- The paper introduces the Natural Language Tools (NLT) framework, which decouples tool selection from response generation to improve LLM tool-calling accuracy.
- NLT employs a three-stage modular architecture that reduces task interference and cuts token usage by 31.4%, enhancing overall performance.
- Evaluation with 6,400 trials in customer service and mental health domains shows an 18.4 percentage point accuracy boost compared to traditional structured approaches.
Introduction
The paper introduces a new framework called Natural Language Tools (NLT) designed to enhance the tool-calling capabilities in LLMs by replacing programmatic JSON calls with natural language interactions. Structured tool calling, which requires models to conform to rigid schemas such as JSON, can degrade performance due to task interference and increased context length. NLT seeks to improve upon these drawbacks by decoupling tool selection from response generation and removing programmatic constraints, thereby improving tool-call accuracy and reducing output variance.
NLT System Architecture
NLT employs a modular architecture comprising three stages: tool selection, tool execution, and response generation. This architecture separates the tool selection process into a dedicated model step, thereby reducing task interference and token overhead.
Figure 1: The above represents a simplified NLT architecture with a single input LLM and a single output LLM.
Stage 1: Tool Selection
The selector model receives an input along with a crafted NLT prompt, listing each available tool and prompting the model to decide whether to call each tool using a simple YES or NO format. This separation allows multiple tools to be called simultaneously without task interference.
Stage 2: Tool Execution
A parser executes the selected tools based on the outputs of the selector model. This process involves parsing the YES/NO decisions and executing the relevant functions.

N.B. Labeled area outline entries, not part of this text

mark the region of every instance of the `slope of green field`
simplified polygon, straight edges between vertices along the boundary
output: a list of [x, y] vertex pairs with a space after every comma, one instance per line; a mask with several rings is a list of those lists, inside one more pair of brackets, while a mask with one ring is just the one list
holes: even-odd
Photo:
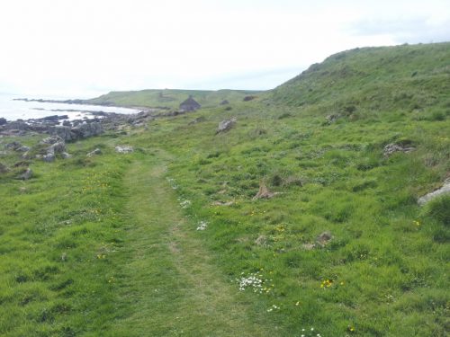
[[260, 92], [250, 90], [148, 89], [137, 92], [112, 92], [92, 100], [86, 100], [86, 102], [176, 110], [180, 103], [190, 95], [202, 107], [211, 108], [219, 106], [225, 100], [229, 102], [242, 101], [248, 95], [257, 95]]
[[352, 50], [30, 181], [2, 155], [0, 335], [447, 335], [450, 197], [418, 199], [450, 177], [449, 67], [448, 43]]

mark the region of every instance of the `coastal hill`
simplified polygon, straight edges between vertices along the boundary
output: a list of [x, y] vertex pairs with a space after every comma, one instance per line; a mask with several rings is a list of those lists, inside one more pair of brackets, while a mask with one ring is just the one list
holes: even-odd
[[178, 109], [180, 102], [192, 95], [202, 107], [211, 108], [220, 105], [223, 101], [241, 101], [246, 96], [257, 95], [260, 93], [251, 90], [148, 89], [136, 92], [112, 92], [84, 102], [100, 105]]
[[0, 138], [1, 335], [448, 334], [450, 43], [89, 102], [160, 111]]

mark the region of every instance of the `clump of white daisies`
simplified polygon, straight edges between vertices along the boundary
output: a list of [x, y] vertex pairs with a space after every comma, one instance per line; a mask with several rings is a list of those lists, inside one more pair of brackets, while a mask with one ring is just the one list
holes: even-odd
[[208, 228], [208, 223], [206, 221], [200, 221], [197, 226], [197, 230], [198, 231], [204, 231], [206, 228]]
[[167, 177], [167, 182], [170, 185], [170, 187], [172, 187], [173, 190], [176, 190], [178, 189], [178, 185], [176, 184], [176, 181], [174, 178], [168, 178]]
[[236, 279], [236, 281], [239, 285], [239, 290], [244, 291], [247, 288], [250, 288], [254, 293], [262, 294], [264, 288], [263, 275], [257, 272], [252, 272], [248, 275], [244, 275], [241, 273], [239, 279]]
[[182, 197], [178, 198], [178, 201], [180, 202], [180, 206], [182, 208], [187, 208], [192, 204], [191, 200], [188, 200], [187, 199], [184, 199]]

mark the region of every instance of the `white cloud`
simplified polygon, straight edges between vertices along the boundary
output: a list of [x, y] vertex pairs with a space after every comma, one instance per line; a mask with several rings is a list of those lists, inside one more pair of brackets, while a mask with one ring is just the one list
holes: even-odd
[[343, 49], [450, 40], [446, 2], [4, 0], [0, 91], [268, 89]]

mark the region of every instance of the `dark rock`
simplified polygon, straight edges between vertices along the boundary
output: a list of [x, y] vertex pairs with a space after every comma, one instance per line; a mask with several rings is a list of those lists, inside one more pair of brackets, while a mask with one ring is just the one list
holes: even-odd
[[180, 111], [195, 111], [201, 107], [202, 106], [191, 95], [187, 100], [180, 104]]
[[75, 134], [76, 139], [87, 138], [104, 133], [104, 128], [99, 122], [83, 123], [72, 128], [71, 132]]
[[47, 163], [51, 163], [55, 161], [55, 154], [48, 153], [47, 155], [42, 156], [42, 160]]
[[22, 145], [19, 142], [14, 141], [12, 143], [8, 143], [4, 146], [4, 148], [8, 150], [13, 150], [13, 151], [18, 151], [19, 148], [21, 148]]
[[205, 120], [206, 120], [206, 119], [204, 118], [204, 116], [200, 116], [200, 117], [197, 117], [195, 120], [191, 120], [189, 122], [189, 125], [197, 124], [197, 123], [200, 123], [200, 122], [205, 121]]
[[428, 201], [431, 201], [433, 199], [440, 197], [445, 194], [450, 194], [450, 178], [446, 179], [444, 182], [442, 187], [440, 187], [439, 189], [433, 191], [432, 192], [428, 193], [421, 198], [418, 198], [418, 203], [420, 206], [423, 206]]
[[72, 134], [71, 129], [69, 127], [50, 127], [49, 128], [49, 133], [53, 136], [58, 136], [65, 141], [76, 139], [76, 137]]
[[94, 155], [102, 155], [102, 150], [100, 148], [95, 148], [94, 151], [91, 151], [89, 152], [86, 156], [94, 156]]
[[5, 173], [8, 171], [9, 171], [8, 168], [5, 165], [4, 165], [2, 163], [0, 163], [0, 173]]
[[8, 130], [28, 131], [30, 126], [23, 120], [11, 121], [4, 126]]
[[246, 96], [244, 97], [244, 102], [248, 102], [248, 101], [253, 101], [254, 99], [256, 99], [256, 96]]
[[230, 130], [231, 128], [233, 128], [237, 121], [238, 120], [236, 118], [220, 121], [216, 130], [216, 134]]
[[130, 154], [134, 152], [133, 146], [115, 146], [115, 152], [120, 154]]
[[22, 181], [27, 181], [32, 177], [32, 170], [29, 167], [25, 170], [25, 172], [20, 174], [17, 178]]
[[58, 136], [56, 136], [56, 137], [48, 137], [47, 138], [43, 138], [40, 141], [40, 144], [53, 145], [53, 144], [56, 144], [56, 143], [61, 142], [61, 141], [64, 141], [64, 139], [61, 138]]
[[22, 146], [19, 147], [16, 151], [18, 151], [18, 152], [28, 152], [28, 151], [30, 151], [30, 147]]
[[256, 200], [256, 199], [271, 199], [273, 197], [274, 197], [275, 193], [274, 192], [271, 192], [267, 187], [266, 186], [266, 184], [261, 182], [259, 183], [259, 191], [258, 192], [256, 193], [256, 195], [255, 197], [253, 197], [253, 200]]
[[411, 146], [410, 145], [403, 145], [403, 144], [396, 144], [391, 143], [384, 146], [384, 150], [382, 151], [385, 156], [389, 156], [396, 152], [404, 152], [409, 153], [414, 151], [416, 147]]

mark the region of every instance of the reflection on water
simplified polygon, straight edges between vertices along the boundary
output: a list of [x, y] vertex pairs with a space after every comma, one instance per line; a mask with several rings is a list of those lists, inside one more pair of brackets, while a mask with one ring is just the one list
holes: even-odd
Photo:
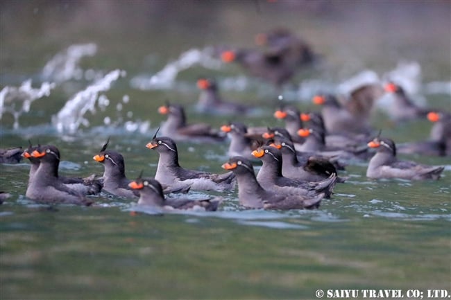
[[[4, 2], [1, 148], [28, 139], [53, 143], [68, 176], [101, 174], [92, 156], [108, 136], [128, 178], [155, 174], [158, 155], [145, 145], [167, 100], [185, 105], [192, 122], [219, 127], [230, 121], [196, 113], [199, 76], [261, 108], [243, 120], [255, 126], [282, 125], [272, 116], [279, 94], [313, 110], [319, 90], [346, 94], [389, 78], [418, 103], [450, 107], [446, 2], [260, 1], [258, 9], [252, 1]], [[312, 43], [324, 64], [282, 91], [210, 52], [212, 45], [253, 46], [255, 33], [282, 25]], [[426, 139], [427, 121], [389, 121], [390, 100], [379, 101], [375, 126], [402, 142]], [[227, 146], [181, 143], [180, 164], [221, 173]], [[370, 180], [366, 163], [356, 162], [319, 209], [290, 211], [244, 209], [237, 191], [221, 195], [216, 212], [149, 210], [106, 193], [92, 207], [49, 208], [24, 197], [28, 162], [1, 165], [0, 190], [12, 196], [0, 206], [0, 298], [313, 299], [317, 289], [450, 290], [449, 159], [405, 157], [445, 165], [443, 177]]]

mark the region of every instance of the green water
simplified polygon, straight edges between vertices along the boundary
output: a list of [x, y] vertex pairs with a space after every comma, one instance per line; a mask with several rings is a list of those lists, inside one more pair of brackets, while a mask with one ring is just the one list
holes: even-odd
[[[50, 120], [87, 85], [81, 81], [59, 85], [49, 97], [33, 103], [17, 130], [11, 116], [0, 120], [1, 148], [26, 146], [28, 139], [54, 144], [66, 175], [101, 174], [92, 157], [108, 136], [111, 148], [124, 155], [129, 178], [141, 170], [154, 175], [158, 155], [145, 145], [164, 121], [156, 109], [167, 99], [186, 105], [190, 121], [219, 128], [232, 118], [194, 112], [196, 79], [235, 76], [239, 68], [192, 68], [177, 77], [178, 88], [169, 90], [139, 91], [130, 80], [160, 70], [191, 48], [251, 46], [255, 33], [273, 26], [295, 28], [327, 61], [325, 71], [307, 71], [298, 80], [340, 82], [366, 68], [387, 71], [402, 60], [421, 64], [424, 82], [451, 78], [451, 6], [445, 1], [298, 6], [261, 1], [7, 1], [0, 8], [1, 88], [28, 78], [40, 85], [37, 74], [45, 63], [79, 43], [99, 47], [96, 55], [82, 60], [83, 68], [127, 71], [105, 93], [112, 104], [88, 113], [90, 125], [76, 134], [57, 133]], [[248, 125], [282, 125], [272, 116], [278, 91], [256, 85], [223, 94], [262, 108], [261, 116], [243, 120]], [[130, 102], [118, 112], [116, 104], [124, 95]], [[432, 106], [450, 109], [449, 94], [426, 98]], [[301, 100], [296, 103], [301, 109], [316, 109]], [[105, 116], [123, 121], [104, 126]], [[126, 121], [148, 121], [151, 129], [130, 132]], [[398, 142], [427, 139], [431, 127], [427, 121], [394, 125], [382, 112], [373, 121]], [[178, 146], [183, 166], [223, 172], [227, 143]], [[24, 197], [28, 163], [0, 165], [0, 190], [12, 195], [0, 206], [0, 298], [316, 299], [318, 289], [451, 292], [449, 157], [402, 157], [447, 168], [439, 181], [374, 181], [366, 177], [365, 163], [353, 164], [341, 174], [348, 181], [338, 184], [318, 210], [244, 210], [234, 191], [222, 195], [226, 201], [217, 212], [164, 215], [131, 213], [130, 201], [106, 194], [94, 197], [93, 207], [37, 206]]]

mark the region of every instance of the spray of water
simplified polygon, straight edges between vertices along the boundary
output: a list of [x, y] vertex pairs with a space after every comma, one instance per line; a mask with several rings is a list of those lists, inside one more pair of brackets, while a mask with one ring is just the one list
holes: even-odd
[[19, 118], [30, 111], [31, 103], [44, 96], [49, 96], [55, 83], [44, 82], [41, 87], [33, 89], [31, 80], [24, 81], [19, 87], [6, 86], [0, 91], [0, 120], [5, 113], [14, 117], [14, 129], [19, 128]]
[[[42, 69], [42, 77], [56, 82], [71, 79], [80, 80], [83, 70], [78, 66], [80, 60], [85, 56], [93, 56], [97, 52], [95, 44], [71, 45], [66, 50], [56, 54]], [[92, 77], [90, 70], [85, 76]]]
[[133, 78], [130, 85], [134, 88], [143, 90], [169, 89], [172, 87], [179, 72], [195, 64], [217, 69], [221, 67], [221, 63], [214, 58], [210, 48], [191, 49], [182, 53], [177, 60], [169, 62], [161, 71], [150, 77], [141, 75]]
[[89, 121], [85, 118], [86, 112], [96, 112], [96, 105], [99, 107], [108, 105], [109, 101], [104, 96], [99, 99], [99, 93], [109, 90], [113, 82], [120, 77], [124, 77], [126, 72], [121, 70], [112, 71], [103, 78], [78, 92], [68, 100], [60, 112], [52, 116], [52, 123], [59, 132], [74, 133], [80, 125], [89, 126]]

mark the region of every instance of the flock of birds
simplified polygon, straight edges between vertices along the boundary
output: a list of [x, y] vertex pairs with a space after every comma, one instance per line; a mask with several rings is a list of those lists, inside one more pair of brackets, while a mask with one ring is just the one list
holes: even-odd
[[[222, 60], [237, 62], [253, 76], [275, 86], [289, 80], [300, 67], [314, 61], [316, 55], [305, 42], [287, 30], [257, 35], [264, 50], [219, 49]], [[254, 107], [222, 98], [217, 82], [203, 78], [196, 105], [202, 113], [229, 115], [252, 114]], [[434, 123], [427, 141], [396, 146], [375, 133], [370, 123], [375, 103], [384, 93], [393, 94], [389, 114], [395, 121], [427, 118]], [[128, 179], [124, 157], [108, 149], [109, 140], [94, 157], [104, 167], [103, 175], [86, 178], [58, 174], [58, 149], [52, 145], [7, 149], [0, 162], [13, 163], [23, 158], [31, 163], [26, 197], [40, 203], [90, 205], [104, 191], [137, 200], [137, 205], [164, 209], [215, 211], [221, 197], [193, 200], [174, 195], [190, 191], [232, 192], [237, 185], [239, 204], [246, 208], [300, 209], [319, 206], [329, 198], [339, 176], [350, 161], [368, 161], [366, 176], [372, 179], [437, 179], [443, 166], [426, 166], [400, 160], [398, 152], [425, 155], [451, 155], [451, 114], [416, 106], [402, 87], [395, 82], [384, 86], [364, 85], [346, 98], [318, 94], [312, 101], [318, 112], [301, 112], [295, 105], [280, 105], [274, 116], [284, 120], [284, 127], [251, 127], [238, 121], [223, 124], [220, 130], [205, 123], [189, 123], [184, 107], [166, 103], [158, 109], [167, 118], [146, 145], [159, 154], [154, 177]], [[158, 133], [160, 132], [160, 136]], [[228, 161], [223, 174], [189, 170], [180, 166], [176, 143], [228, 142]], [[397, 149], [398, 148], [398, 149]], [[261, 161], [255, 175], [253, 164]]]

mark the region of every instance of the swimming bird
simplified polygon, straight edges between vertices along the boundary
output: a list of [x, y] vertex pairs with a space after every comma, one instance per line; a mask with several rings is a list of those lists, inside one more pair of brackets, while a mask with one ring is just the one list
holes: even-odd
[[169, 137], [154, 136], [146, 147], [160, 155], [155, 179], [162, 184], [174, 187], [189, 185], [192, 191], [228, 191], [235, 188], [235, 176], [232, 172], [218, 175], [180, 166], [177, 145]]
[[376, 137], [368, 143], [376, 149], [366, 169], [369, 178], [400, 178], [411, 180], [438, 179], [444, 167], [427, 166], [396, 157], [395, 142], [386, 138]]
[[427, 118], [434, 123], [429, 139], [400, 144], [398, 147], [398, 153], [451, 155], [451, 114], [430, 112]]
[[253, 151], [252, 155], [263, 162], [257, 175], [257, 180], [264, 188], [276, 191], [290, 191], [306, 195], [323, 193], [325, 197], [330, 197], [337, 181], [337, 174], [331, 174], [328, 178], [318, 182], [289, 178], [282, 175], [282, 154], [276, 148], [262, 146]]
[[167, 103], [158, 108], [158, 112], [168, 116], [161, 126], [162, 134], [175, 141], [219, 142], [226, 140], [225, 134], [212, 128], [208, 124], [188, 124], [182, 105]]
[[93, 201], [85, 197], [91, 193], [90, 186], [72, 184], [69, 187], [58, 177], [60, 151], [53, 145], [37, 147], [31, 153], [39, 160], [39, 166], [28, 182], [25, 195], [44, 204], [91, 205]]
[[[119, 197], [128, 199], [137, 198], [139, 193], [130, 188], [131, 180], [126, 177], [126, 166], [124, 157], [117, 151], [107, 150], [110, 139], [103, 145], [98, 155], [93, 159], [103, 165], [103, 191]], [[164, 186], [164, 192], [186, 193], [189, 190], [189, 185], [180, 186], [176, 188]]]
[[255, 110], [251, 106], [223, 99], [219, 94], [217, 82], [212, 78], [198, 79], [197, 87], [201, 91], [196, 107], [201, 112], [219, 115], [246, 115]]
[[223, 198], [192, 200], [187, 198], [167, 198], [163, 190], [157, 180], [153, 178], [141, 178], [130, 182], [128, 186], [139, 193], [138, 205], [163, 208], [165, 209], [185, 209], [213, 211], [218, 209]]
[[254, 168], [248, 159], [231, 157], [222, 167], [237, 176], [238, 200], [245, 207], [265, 209], [300, 209], [318, 208], [324, 193], [305, 196], [289, 192], [266, 190], [259, 184]]

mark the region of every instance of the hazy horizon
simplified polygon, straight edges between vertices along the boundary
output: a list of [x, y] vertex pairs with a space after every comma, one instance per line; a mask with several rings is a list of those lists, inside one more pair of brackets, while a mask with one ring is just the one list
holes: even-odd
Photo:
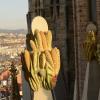
[[1, 0], [0, 29], [27, 29], [28, 0]]

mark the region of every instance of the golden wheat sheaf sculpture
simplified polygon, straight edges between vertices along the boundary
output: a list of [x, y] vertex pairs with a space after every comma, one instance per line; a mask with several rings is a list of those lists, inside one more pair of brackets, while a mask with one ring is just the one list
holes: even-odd
[[52, 48], [52, 32], [35, 30], [29, 44], [31, 50], [26, 48], [22, 54], [27, 80], [33, 91], [40, 87], [51, 90], [60, 70], [60, 51], [57, 47]]

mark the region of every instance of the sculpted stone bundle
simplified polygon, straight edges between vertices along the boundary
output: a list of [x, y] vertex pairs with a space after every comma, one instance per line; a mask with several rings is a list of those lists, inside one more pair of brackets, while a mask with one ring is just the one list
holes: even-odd
[[51, 90], [55, 87], [60, 70], [60, 51], [52, 48], [52, 33], [35, 30], [30, 40], [31, 50], [25, 49], [22, 57], [26, 77], [33, 91], [40, 87]]

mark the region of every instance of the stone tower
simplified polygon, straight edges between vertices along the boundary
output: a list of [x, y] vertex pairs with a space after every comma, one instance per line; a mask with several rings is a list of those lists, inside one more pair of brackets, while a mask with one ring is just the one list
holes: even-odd
[[71, 100], [74, 90], [75, 56], [72, 0], [28, 0], [28, 33], [35, 16], [43, 16], [53, 33], [53, 45], [61, 51], [61, 71], [54, 89], [57, 100]]
[[[86, 74], [82, 43], [90, 22], [96, 24], [97, 39], [100, 43], [100, 0], [29, 0], [28, 2], [28, 33], [31, 33], [32, 19], [38, 15], [43, 16], [53, 32], [53, 45], [59, 47], [61, 51], [61, 71], [54, 89], [57, 100], [73, 99], [75, 80], [76, 100], [81, 100]], [[89, 84], [95, 82], [92, 82], [94, 88], [88, 93], [91, 97], [88, 100], [96, 100], [92, 97], [97, 98], [99, 92], [99, 85], [96, 84], [100, 77], [99, 67], [93, 68], [95, 75], [90, 73]], [[93, 69], [90, 72], [92, 71]], [[93, 76], [98, 78], [93, 79]]]

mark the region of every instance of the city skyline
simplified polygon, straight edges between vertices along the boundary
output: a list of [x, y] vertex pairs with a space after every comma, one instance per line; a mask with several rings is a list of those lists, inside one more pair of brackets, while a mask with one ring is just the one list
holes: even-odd
[[2, 0], [0, 2], [0, 29], [27, 29], [27, 0]]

Stage 3: Response Generation
Finally, an output module integrates the results from the tool execution stage into the model's response, effectively closing the tool selection loop.
Implementation Details
The paper details the prompt structure used for the selector model, emphasizing the use of a natural language template that includes the model's role, the purpose of the search, a list of tools, the output format, and an example output. This natural language approach aligns with models' strengths and reduces the burden imposed by structured output formatting.
Evaluation and Results
NLT was evaluated across 10 frontier models, conducting 6,400 trials in customer service and mental health domains. Key findings demonstrate that NLT improves tool-calling accuracy by 18.4 percentage points and significantly reduces variance compared to structured calls.
Figure 2: Side by side comparisons between NLT and Structured approaches, across three categories: overall results, closed-weight models, and open-weight models.
Open-weight models saw the largest accuracy gains under NLT, although closed-weight models also experienced notable improvements. These results remained robust even under perturbations to prompt designs, indicating the general effectiveness of NLT across different conditions.
NLT reduces token usage by an average of 31.4%, primarily due to reducing input tokens by eliminating the need for JSON schema overhead. This reduction significantly impacts computational cost and model accuracy due to fewer tokens being used.
Figure 3: A comparison of token usage between NLT and structured tool calling approaches, charted across Input, Output, and Total tokens.
Discussion
The transition from structured to natural language tool calling presents several mechanisms that explain NLT's improved performance, such as reducing the format burden and aligning with the predominantly natural language datasets LLMs are trained on. However, this necessitates additional architectural considerations related to complexity, latency, and coupling between system prompts and tool definitions.
Conclusion
NLT represents a significant shift in tool calling for LLMs by leveraging natural language outputs and reducing reliance on programmatic constraints. This approach not only enhances tool-call accuracy and consistency but also opens up avenues for future enhancements in AI-based agent systems. The paper highlights a promising direction for AI research where adaptability and flexibility in interactions drive forward the capabilities of LLMs.